Onun yorgun olduğunu ve buraya bayılıp kalmadan onu götürmem gerektiğini biliyordum. Dayanıklı olduğu ortadaydı. Uykusuzluk falan çekiyor gibi gözükmese de, en ufak boşlukta sızıp kalacağından emindim. Bu yüzden acele etmiş ve onu Hoseok'un partisinden çıkarmıştım. Hoş, parti çoktan bitmişti. Yoongi ve o, çekildikleri yatak odasında biz çıkarken oldukça gürültü yapıyordu.

Şimdi de evimin olduğu sokağa girmiştik. Taehyung bana yol boyunca takılmış, neden pastasız bir doğum günü partisi yaptığımızı sorup bunun hakkında konuşmuştu. Ona Hoseok'un tatlılardan hoşlanmadığını söylediğimde suratı düştü. Bu yüzden bende onu sokağımdaki pastaneye getirmiştim.

Yorgun olduğunu biliyordum ama ben bile acıkmaya başladıysam mutlaka bir şeyler yemek isteyeceğinden emindim.

"Bu da ne? Ciddi misin?"

Çocuk gibi heyecanlanıp kemerini çıkarmak için acele etti. Gece yarısı bir pastanedeydik ve onu öyle görmek bana iyi gelmişti.

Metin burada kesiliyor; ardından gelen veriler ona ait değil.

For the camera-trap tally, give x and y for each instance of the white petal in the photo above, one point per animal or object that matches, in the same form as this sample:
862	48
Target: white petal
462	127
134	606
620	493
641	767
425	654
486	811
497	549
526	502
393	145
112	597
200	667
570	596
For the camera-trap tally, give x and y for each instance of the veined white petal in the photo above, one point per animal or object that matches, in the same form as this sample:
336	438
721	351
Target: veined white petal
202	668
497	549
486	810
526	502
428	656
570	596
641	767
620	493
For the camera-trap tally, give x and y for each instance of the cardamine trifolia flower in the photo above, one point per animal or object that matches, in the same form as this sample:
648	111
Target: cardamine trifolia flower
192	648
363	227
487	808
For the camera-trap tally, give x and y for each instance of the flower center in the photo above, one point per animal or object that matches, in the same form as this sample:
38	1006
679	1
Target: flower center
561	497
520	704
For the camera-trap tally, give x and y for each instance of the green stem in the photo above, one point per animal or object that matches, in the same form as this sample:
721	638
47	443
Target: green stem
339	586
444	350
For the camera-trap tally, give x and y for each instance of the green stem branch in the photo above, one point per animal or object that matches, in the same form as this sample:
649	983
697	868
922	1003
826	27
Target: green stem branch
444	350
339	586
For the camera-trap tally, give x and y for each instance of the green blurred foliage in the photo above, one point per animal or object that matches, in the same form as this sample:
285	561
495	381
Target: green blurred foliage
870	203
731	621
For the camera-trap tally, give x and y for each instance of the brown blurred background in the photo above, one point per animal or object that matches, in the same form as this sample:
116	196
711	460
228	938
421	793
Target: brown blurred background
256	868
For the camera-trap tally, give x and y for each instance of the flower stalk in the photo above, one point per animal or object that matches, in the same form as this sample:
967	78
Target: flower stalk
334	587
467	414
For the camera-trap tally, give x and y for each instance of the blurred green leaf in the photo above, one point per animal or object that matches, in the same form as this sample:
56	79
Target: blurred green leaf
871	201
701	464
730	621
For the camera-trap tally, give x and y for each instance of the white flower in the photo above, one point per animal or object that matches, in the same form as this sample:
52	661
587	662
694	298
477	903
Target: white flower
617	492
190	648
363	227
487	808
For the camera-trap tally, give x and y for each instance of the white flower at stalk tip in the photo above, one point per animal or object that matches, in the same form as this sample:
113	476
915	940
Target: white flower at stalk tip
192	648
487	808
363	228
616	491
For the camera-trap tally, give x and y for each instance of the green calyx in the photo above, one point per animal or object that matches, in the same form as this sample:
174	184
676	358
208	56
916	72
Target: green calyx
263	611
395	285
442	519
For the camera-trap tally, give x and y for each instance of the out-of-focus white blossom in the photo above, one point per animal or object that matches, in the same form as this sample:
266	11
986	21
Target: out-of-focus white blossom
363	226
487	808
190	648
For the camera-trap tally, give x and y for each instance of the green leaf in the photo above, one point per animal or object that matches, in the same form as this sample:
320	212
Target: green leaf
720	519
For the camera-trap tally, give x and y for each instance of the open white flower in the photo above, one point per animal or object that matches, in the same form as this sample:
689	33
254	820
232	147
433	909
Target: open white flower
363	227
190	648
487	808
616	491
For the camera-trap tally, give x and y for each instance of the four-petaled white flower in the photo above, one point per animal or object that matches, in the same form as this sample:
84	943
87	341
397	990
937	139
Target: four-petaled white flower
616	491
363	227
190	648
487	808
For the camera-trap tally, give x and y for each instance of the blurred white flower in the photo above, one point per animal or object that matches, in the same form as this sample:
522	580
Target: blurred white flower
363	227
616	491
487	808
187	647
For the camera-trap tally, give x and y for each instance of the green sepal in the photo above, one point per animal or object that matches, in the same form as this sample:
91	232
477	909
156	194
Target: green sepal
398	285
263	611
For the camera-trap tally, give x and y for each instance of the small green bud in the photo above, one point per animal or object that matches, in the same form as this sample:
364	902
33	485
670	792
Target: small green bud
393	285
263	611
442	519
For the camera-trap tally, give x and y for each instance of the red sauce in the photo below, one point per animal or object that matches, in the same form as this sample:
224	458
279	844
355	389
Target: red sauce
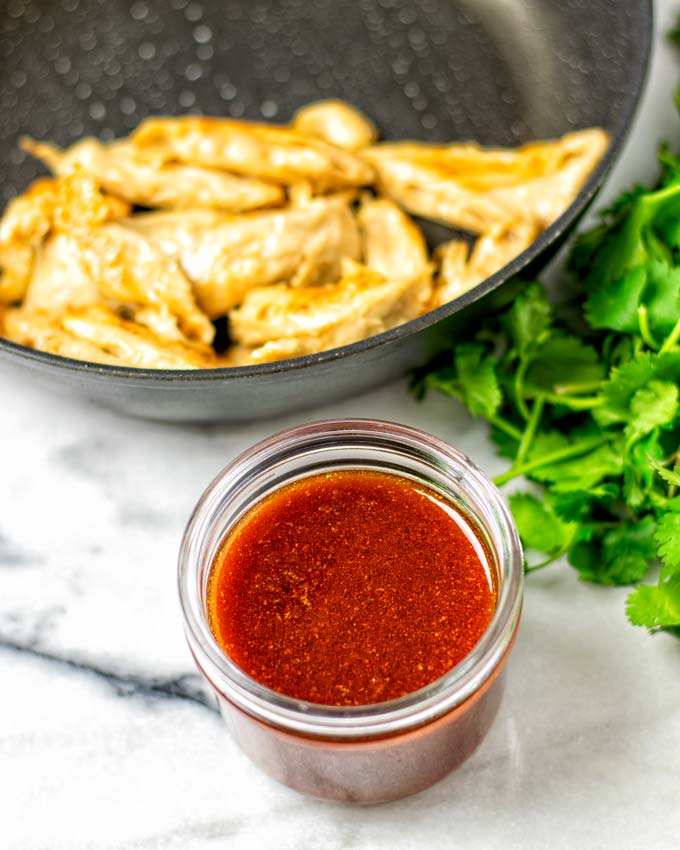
350	588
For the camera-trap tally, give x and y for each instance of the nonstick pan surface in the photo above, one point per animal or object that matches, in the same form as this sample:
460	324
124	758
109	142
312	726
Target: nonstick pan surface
493	71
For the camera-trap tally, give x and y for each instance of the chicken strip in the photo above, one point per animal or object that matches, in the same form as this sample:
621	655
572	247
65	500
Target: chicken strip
460	270
337	123
279	320
392	244
259	150
143	177
474	189
48	205
131	270
60	278
225	256
98	335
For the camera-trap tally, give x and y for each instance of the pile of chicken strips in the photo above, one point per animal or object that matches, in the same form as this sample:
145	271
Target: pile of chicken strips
299	235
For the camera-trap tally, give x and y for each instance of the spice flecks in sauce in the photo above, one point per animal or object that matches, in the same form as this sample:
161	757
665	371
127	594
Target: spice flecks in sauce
350	588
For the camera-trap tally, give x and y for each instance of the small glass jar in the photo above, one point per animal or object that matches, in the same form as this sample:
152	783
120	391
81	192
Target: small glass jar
372	753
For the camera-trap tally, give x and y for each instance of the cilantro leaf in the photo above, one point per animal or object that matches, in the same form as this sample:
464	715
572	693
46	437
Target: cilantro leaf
539	526
624	381
671	476
615	306
621	555
576	505
562	360
476	372
667	539
662	296
657	608
638	472
581	472
653	406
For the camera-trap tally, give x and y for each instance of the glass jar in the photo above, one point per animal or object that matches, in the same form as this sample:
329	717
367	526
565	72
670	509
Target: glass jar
373	753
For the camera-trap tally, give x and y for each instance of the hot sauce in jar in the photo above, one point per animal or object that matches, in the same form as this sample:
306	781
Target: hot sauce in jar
351	590
350	587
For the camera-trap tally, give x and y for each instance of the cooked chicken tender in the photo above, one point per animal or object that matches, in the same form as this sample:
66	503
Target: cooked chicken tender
392	244
145	178
61	277
308	319
67	205
259	150
225	256
476	189
97	334
335	122
460	270
134	271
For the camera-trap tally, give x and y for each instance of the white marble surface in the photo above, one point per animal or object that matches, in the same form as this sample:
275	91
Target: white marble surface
106	737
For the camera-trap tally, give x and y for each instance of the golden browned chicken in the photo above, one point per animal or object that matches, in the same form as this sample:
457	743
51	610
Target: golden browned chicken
134	272
280	321
392	244
475	189
335	122
259	150
460	269
146	178
268	227
225	256
69	205
99	335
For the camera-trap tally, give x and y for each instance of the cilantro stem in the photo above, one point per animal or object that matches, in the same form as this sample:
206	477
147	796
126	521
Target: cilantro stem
671	339
571	389
519	380
566	453
506	427
645	330
572	402
551	560
530	430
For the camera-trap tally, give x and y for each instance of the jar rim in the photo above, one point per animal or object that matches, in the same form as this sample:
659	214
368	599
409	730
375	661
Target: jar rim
350	722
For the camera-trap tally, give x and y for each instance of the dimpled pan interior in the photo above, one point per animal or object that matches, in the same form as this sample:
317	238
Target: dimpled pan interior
495	71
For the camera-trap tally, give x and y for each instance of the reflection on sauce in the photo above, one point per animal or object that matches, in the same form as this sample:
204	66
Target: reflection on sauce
350	588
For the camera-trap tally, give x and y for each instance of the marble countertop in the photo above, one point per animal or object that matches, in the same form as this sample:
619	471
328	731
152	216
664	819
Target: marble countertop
109	740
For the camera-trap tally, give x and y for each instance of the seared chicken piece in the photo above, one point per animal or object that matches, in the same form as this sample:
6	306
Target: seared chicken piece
48	205
225	256
337	123
468	187
16	265
460	270
61	277
259	150
392	244
280	321
134	271
145	178
97	334
88	253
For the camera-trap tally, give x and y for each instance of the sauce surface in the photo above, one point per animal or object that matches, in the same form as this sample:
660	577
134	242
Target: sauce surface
350	588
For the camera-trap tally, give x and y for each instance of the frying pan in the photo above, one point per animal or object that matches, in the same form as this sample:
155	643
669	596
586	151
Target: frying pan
500	72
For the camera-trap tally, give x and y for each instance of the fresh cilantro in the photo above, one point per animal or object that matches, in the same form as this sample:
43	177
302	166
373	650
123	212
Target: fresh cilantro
540	528
583	399
477	380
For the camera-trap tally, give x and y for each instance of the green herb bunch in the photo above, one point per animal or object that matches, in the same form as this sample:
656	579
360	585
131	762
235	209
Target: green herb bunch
584	399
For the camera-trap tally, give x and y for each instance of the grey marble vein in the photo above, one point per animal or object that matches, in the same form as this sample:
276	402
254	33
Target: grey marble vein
187	686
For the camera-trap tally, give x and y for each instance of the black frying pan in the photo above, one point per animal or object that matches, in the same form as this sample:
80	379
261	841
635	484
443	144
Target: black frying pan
500	72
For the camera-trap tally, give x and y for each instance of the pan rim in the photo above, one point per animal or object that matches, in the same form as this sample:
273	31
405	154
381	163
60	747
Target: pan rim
134	376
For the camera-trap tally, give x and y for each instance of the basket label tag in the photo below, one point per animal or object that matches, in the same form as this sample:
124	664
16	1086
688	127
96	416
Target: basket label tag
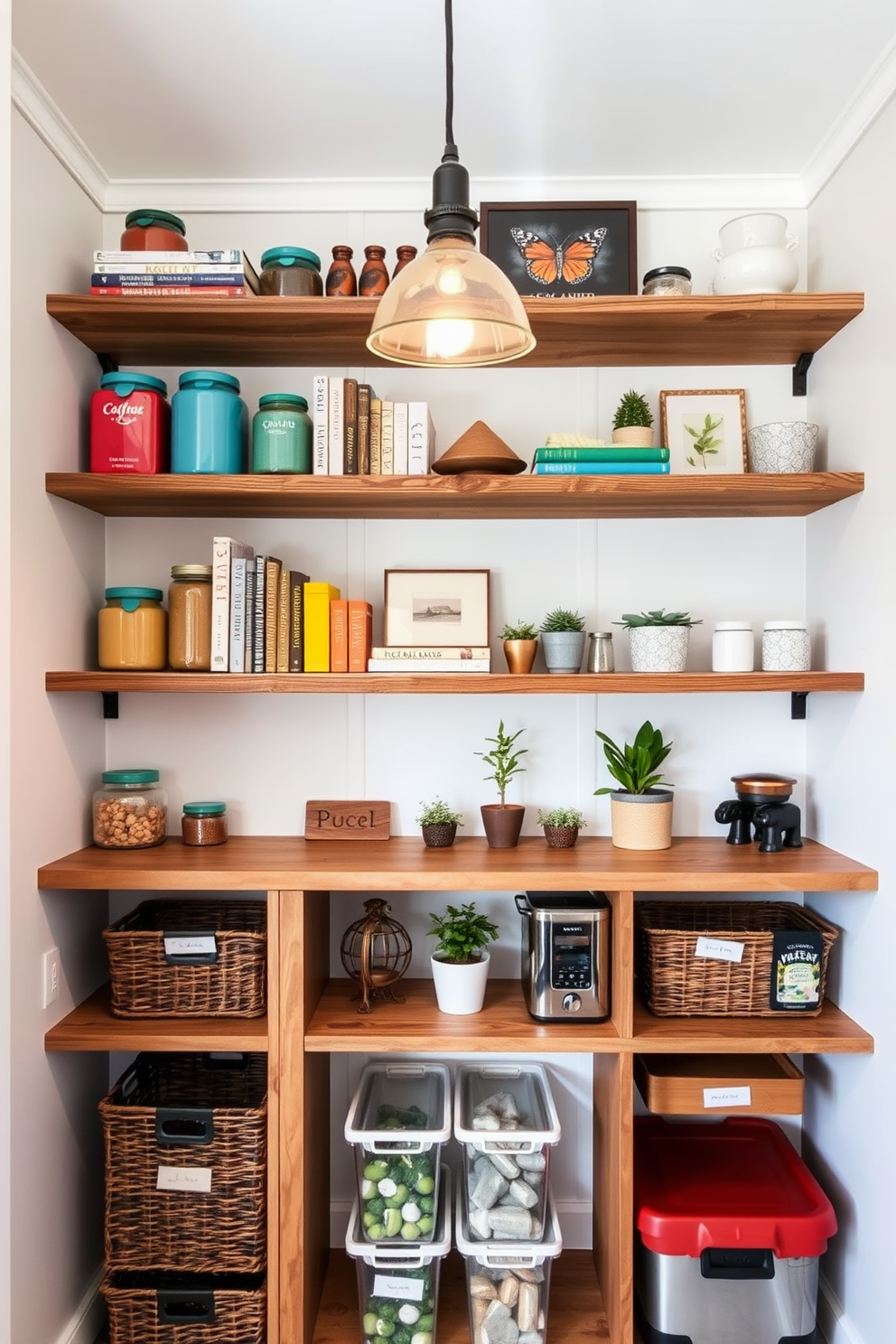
195	1181
719	949
190	945
725	1097
796	969
395	1285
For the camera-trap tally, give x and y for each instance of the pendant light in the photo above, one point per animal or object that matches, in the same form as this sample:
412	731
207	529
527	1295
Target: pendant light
450	305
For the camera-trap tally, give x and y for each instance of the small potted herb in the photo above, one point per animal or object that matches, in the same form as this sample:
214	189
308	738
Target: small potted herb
639	812
633	421
563	640
658	640
520	645
438	824
461	960
562	826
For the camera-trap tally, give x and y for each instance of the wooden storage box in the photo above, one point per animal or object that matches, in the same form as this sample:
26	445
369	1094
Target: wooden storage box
185	1142
185	1310
677	980
190	958
716	1085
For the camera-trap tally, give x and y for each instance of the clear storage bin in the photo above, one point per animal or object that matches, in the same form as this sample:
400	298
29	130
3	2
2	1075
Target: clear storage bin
505	1118
397	1120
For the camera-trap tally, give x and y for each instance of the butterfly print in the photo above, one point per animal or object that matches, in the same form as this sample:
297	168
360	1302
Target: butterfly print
570	261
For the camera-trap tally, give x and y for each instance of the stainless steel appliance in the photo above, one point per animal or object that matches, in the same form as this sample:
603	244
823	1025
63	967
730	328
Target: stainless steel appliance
565	955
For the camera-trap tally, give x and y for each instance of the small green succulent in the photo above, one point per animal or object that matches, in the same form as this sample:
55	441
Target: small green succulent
560	619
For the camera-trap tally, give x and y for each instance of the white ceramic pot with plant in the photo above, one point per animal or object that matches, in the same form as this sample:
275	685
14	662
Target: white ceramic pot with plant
633	421
563	640
658	640
639	812
461	961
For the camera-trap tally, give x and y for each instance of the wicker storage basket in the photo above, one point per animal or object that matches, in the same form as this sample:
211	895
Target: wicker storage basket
198	1126
226	981
184	1310
676	983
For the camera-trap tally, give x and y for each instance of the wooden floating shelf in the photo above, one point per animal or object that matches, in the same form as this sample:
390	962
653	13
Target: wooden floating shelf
455	683
466	496
290	863
610	331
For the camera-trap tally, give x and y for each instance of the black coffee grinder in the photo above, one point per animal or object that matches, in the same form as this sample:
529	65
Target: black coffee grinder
762	812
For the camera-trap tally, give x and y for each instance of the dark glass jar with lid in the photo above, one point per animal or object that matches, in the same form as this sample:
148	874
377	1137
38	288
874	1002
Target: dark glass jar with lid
154	230
289	272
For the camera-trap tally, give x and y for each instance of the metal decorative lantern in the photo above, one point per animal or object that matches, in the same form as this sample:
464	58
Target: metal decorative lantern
377	950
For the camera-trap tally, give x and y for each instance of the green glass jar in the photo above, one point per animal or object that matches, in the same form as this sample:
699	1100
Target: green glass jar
283	434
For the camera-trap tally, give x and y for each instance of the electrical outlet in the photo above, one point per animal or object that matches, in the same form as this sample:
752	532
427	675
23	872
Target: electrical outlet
50	976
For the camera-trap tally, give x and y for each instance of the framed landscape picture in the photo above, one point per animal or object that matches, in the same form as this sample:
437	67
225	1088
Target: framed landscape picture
433	608
705	432
563	250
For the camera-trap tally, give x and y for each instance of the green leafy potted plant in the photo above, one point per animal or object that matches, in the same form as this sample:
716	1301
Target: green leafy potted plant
461	960
639	812
438	824
658	640
562	826
563	640
633	421
520	645
502	820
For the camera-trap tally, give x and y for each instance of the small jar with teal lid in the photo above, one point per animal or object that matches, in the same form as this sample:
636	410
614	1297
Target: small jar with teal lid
290	270
283	434
210	424
132	630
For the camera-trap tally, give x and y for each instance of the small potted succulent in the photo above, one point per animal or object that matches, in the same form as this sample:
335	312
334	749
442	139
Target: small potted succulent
658	640
633	421
502	820
639	812
520	645
438	824
562	826
461	960
563	640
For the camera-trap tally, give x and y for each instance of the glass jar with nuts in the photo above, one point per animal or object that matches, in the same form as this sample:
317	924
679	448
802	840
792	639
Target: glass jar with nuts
131	811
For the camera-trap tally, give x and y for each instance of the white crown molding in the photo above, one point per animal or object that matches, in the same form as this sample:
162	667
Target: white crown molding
862	110
58	135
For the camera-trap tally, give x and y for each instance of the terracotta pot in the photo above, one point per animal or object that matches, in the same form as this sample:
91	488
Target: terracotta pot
440	835
560	837
520	655
502	824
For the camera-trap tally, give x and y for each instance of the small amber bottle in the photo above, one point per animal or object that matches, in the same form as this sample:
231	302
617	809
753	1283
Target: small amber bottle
341	278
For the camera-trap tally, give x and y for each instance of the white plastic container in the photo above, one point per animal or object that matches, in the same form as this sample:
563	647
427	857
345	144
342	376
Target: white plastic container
397	1286
508	1283
397	1120
505	1118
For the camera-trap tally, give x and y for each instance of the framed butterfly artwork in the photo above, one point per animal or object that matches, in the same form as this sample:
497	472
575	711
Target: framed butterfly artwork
563	250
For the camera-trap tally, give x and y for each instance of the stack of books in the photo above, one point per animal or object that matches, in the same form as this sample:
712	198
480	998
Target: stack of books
225	273
358	433
267	617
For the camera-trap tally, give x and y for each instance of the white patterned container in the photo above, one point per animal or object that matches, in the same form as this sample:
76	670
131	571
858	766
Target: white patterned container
785	647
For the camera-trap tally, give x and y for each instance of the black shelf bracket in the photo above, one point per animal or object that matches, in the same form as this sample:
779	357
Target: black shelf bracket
801	369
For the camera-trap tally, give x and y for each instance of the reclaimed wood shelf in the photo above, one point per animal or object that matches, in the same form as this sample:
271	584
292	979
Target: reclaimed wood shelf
610	331
466	496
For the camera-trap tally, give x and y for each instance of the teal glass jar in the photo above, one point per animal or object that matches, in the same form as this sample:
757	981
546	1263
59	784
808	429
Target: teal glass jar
283	434
209	424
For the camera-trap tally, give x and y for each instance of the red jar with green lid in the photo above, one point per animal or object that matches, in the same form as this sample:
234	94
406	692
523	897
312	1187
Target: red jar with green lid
154	230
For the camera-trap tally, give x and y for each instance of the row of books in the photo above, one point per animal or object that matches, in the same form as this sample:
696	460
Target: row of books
358	433
607	460
223	273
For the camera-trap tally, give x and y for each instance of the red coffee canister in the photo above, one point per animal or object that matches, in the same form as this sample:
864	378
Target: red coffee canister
131	425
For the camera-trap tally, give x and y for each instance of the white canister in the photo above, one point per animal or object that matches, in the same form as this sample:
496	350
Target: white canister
785	647
733	647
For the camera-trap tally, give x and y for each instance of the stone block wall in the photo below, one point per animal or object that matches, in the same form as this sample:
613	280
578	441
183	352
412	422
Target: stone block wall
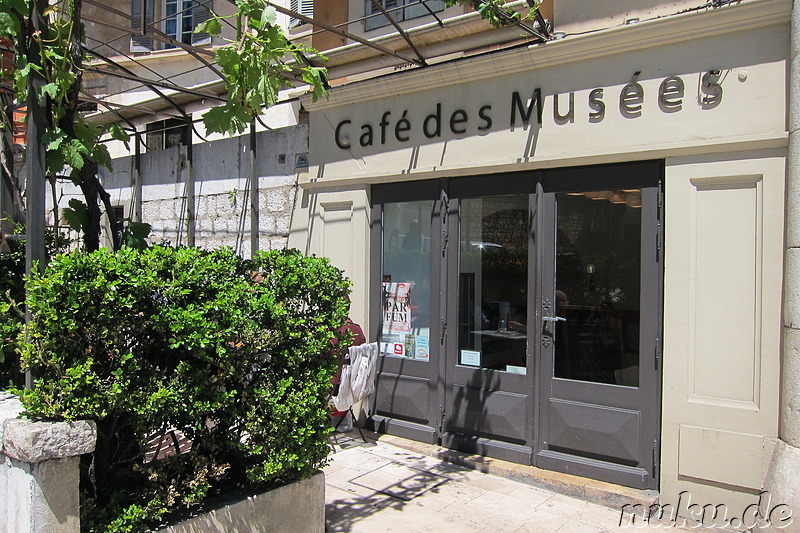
39	471
221	171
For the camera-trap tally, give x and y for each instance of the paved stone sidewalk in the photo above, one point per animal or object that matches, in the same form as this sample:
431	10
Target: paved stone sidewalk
377	487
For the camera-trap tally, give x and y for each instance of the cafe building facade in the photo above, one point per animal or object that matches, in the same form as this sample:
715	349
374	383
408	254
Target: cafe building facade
571	253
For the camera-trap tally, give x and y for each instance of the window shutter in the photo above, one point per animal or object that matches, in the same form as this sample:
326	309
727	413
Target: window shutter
201	12
140	43
379	20
304	7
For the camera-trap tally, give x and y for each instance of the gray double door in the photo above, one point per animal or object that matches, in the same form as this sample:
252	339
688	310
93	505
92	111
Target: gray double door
520	317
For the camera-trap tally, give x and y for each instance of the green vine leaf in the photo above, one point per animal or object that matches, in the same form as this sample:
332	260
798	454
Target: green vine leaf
256	67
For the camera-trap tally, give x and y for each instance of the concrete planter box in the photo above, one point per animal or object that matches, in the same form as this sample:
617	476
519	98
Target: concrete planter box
39	477
297	507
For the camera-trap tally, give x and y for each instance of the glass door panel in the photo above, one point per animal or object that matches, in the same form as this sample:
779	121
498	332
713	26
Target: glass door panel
493	283
406	284
598	286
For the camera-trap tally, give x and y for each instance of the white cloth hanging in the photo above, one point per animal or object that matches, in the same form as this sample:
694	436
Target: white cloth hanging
358	378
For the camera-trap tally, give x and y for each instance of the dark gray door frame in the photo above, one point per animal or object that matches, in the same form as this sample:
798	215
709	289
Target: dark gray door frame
541	186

"Sen bir tanesin! Çok canım çekmişti. Frambuazlu donut ve çilekli cheescake istiyorum!"

Pastaneden içeri adım atar atmaz siparişini vermiş sonra bana dönüp ne yiyeceğimi sormuştu.

"Senin için geldik. Yemek istemiyorum."

Cüzdanımı çıkarıp kasiyere kartı uzattığımda kaşları havalanıp homurdanır gibi dudak büktü. Bu saatte tatlı yemek pek benlik değildi ama o anlaşılan tam bir tatlı canavarıydı. Çünkü servise açılan cheescake'in yarısını nefessiz bitirmişti ben onu izlerken.

"Ah, siktir. Çok kabayım, aç ağzını."

Bir anda onu izlediğimi fark ederek duraklamış ağzımı açmam için söylenirken ağzını açarak beni gülümsetmişti. Sevimli mimikleri, onun hakkındaki meraklarımı arttırıp duruyordu. Nazik olup uzattığı bir parçayı dudaklarıma koymasına izin verdim. Devamını yedirmek isteyince de reddettim.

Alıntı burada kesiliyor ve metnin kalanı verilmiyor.